Much has been written about the aging population and the demographic challenges that the U.S. will face, but it is not only the U.S. that will need to deal with these issues.  The following are some recent facts and events regarding the aging global population.   We currently don’t have enough intelligence to offer a new context, but we hope you find observations interesting and that they raises some questions.

 

Aging Global Population and Older Parents

  • In 1980, median age of the world was 23.  According to the UN, by 2050 it will be 38.  In 1970, about half of the world’s population was younger than 20.  In 2011, that it was a little more than one-third of the population.  The number of people older than 65 increased from 5 percent to 9 percent between 1970 and 2011.
  • Fertility has fallen below replacement rates in the majority of the 224 countries from which the UN collects data.
  • China in 2010 had just 11.3 people over 65 for every 100 people in the working age population, less than half of Britain’s 25.1 and the U.S.’s 19.9.  The UN estimates that by 2045, China will be at 39, almost the same as Britain and above the 34.6 forecast for the U.S.
  • American first time mothers have aged about 4 years since 1970 (25.4 from 21.4).  College educated women have a 1-in-3 chance of having first child at 30 or older.  The average age of American man when he becomes a father is between 27 and 28.

 

Potential implication: Countries will need to change immigration policies and aggressively pursue immigrants.
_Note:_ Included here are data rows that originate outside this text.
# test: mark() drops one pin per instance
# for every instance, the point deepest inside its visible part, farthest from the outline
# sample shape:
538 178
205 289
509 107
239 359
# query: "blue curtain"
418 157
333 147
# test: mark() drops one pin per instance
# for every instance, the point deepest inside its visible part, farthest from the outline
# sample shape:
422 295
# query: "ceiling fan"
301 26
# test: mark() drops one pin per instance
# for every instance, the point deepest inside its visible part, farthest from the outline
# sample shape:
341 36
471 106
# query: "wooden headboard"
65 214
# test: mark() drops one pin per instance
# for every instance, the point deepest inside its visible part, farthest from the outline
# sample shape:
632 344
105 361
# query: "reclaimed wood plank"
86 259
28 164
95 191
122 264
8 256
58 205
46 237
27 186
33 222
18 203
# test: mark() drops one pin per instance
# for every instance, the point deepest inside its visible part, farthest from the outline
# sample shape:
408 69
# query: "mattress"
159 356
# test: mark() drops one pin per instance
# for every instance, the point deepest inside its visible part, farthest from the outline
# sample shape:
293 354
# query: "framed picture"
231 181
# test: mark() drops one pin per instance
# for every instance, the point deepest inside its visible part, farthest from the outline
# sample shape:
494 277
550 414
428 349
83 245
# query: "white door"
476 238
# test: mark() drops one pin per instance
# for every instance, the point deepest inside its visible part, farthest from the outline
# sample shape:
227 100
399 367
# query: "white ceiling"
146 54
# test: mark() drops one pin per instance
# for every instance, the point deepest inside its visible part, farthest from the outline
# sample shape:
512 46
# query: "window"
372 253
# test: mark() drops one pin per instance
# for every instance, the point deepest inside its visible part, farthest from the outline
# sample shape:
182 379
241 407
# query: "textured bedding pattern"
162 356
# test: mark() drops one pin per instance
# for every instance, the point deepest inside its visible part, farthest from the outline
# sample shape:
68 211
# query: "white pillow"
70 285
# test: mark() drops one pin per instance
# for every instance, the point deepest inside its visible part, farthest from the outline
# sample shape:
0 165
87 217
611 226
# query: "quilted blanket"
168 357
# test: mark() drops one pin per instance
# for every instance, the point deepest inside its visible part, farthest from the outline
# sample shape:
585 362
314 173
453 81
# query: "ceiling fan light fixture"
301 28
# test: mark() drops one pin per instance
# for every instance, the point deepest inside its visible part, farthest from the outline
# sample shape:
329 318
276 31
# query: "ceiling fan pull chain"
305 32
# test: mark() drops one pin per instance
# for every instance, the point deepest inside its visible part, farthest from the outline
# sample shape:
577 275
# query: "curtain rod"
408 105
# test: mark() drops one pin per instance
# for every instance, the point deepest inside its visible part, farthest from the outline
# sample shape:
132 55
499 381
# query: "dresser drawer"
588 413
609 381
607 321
Potential implication: Resource demand will potentially plateau or decline

 

Economic effects on older Americans 

  • Americans in their 50s and 60s have lost the most earnings power of any group, with household incomes 10 percent below what they made when the recovery began.
  • Over the last year, the average duration of unemployment for older workers was 53 weeks, compared to 19 weeks for teens.
  • Just one in six older workers who were laid off during the recession had found another job and half of that group had accepted pay cuts.  Fourteen percent said the new job paid less than half of previous job.
  • More than one in every eight  people in late 50s is now on some form of disability.
  • Prescriptions for patients 65 and older declined 3.1 percent in 2011.

 

Potential implication: Safety nets will be tested (and needed) more than ever before.

Potential implications:  Those that are older and out of work will cut back on everything.

 

Work longer

  • Number of workers 75 and older has increased by 76.7 percent in the past 2 decades.  They were 7.6 percent of the workforce last year, up from 4.3 percent in 1990.
  • 30 percent of Americans now plan to work until 80 or older, up 25 percent from A YEAR AGO in a survey of adults with incomes less than $100,000.
  • Respondents in a recent survey said they will need a median of $300,000 in savings to support themselves in retirement, the average amount currently saved is only $25,000.  Fidelity claims that medical bills alone through retirement will cost $240,000 per couple in retirement.
  • As of 2011, more than 36 percent of employees at state level and more than 35 percent at the local level were over age 50.

 

Potential Implication: Harder for Millennials to get into the work force and when they do, there will be a knowledge gap.